Describe the problem you're observing

Kernel panic occurs during ZFS module unload (rmmod zfs) with NULL pointer dereference in spl_kmem_cache_free(). The crash happens when destroying zfs_znode_cache.
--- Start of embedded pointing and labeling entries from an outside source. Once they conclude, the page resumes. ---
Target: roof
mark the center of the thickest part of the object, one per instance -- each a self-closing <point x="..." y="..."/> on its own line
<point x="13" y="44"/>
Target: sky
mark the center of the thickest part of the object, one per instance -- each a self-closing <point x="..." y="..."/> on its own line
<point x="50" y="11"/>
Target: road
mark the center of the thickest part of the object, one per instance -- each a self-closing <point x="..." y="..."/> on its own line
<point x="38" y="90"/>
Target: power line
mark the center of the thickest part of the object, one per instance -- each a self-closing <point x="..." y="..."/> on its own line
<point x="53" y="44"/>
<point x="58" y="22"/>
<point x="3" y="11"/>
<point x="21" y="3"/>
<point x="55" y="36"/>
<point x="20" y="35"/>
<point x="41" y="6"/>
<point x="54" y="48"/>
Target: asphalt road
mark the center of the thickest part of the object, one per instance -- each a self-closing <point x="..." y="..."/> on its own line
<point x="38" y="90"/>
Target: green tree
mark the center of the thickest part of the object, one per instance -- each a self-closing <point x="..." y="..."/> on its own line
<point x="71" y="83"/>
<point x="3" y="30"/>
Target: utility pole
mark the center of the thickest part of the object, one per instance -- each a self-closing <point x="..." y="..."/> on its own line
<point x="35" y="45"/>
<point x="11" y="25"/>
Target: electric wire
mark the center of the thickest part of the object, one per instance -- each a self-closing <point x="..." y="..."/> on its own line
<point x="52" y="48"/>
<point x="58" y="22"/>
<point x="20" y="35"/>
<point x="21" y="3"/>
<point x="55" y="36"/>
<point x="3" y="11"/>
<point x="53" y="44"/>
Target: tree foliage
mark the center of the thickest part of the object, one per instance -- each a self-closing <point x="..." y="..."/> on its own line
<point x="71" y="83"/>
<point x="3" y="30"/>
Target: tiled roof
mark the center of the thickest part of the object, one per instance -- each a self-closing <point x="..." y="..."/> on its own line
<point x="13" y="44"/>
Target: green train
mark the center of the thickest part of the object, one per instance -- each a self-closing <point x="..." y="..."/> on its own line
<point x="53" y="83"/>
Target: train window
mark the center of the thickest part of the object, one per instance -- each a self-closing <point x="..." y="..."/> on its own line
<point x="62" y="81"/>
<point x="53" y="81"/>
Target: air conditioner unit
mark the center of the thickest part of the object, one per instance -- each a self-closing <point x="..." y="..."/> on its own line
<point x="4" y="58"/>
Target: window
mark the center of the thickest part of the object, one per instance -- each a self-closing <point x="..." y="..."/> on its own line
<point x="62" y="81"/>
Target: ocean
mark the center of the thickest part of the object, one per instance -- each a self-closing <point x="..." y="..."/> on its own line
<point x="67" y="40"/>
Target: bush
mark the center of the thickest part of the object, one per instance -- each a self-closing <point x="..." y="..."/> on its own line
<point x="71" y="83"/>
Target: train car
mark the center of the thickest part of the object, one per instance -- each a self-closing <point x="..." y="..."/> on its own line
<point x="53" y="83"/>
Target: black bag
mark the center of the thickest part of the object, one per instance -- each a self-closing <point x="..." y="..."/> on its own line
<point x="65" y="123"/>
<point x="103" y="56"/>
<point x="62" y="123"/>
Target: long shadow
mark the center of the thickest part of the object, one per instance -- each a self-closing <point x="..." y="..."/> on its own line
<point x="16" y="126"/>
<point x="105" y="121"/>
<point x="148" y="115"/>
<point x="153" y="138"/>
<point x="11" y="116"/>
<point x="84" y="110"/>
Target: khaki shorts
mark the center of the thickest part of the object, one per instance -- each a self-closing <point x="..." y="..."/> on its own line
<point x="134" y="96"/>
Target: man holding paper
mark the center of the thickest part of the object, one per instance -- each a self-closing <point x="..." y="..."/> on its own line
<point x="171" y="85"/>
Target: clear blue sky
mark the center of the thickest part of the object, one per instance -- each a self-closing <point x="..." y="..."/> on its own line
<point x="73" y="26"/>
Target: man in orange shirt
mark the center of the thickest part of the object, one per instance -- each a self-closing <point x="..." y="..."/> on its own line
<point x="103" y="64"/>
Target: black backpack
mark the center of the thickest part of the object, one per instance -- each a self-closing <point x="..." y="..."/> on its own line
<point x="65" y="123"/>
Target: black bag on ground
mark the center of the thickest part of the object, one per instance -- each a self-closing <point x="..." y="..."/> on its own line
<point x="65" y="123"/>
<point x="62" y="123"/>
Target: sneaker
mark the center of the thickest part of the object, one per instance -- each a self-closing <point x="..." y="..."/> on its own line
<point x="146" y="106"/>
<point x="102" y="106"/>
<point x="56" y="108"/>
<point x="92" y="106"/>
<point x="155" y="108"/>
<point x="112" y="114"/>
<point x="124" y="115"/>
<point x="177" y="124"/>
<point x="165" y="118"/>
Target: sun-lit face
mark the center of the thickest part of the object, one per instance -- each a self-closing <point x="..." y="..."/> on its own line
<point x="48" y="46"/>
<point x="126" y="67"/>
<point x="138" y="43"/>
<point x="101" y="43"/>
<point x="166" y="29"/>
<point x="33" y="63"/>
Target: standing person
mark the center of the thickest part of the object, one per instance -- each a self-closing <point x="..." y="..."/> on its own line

Describe how to reproduce the problem

No 100% reliable reproduction scenario identified. The issue is timing-dependent and occurs most frequently under the following conditions:

  • Large pool with many files/inodes
  • Significant filesystem activity before unmount
  • Executing rmmod zfs shortly after zfs umount
  • System shutdown/reboot scenarios

Userspace workarounds (sync, drop_caches, sleep) do not reliably prevent the crash.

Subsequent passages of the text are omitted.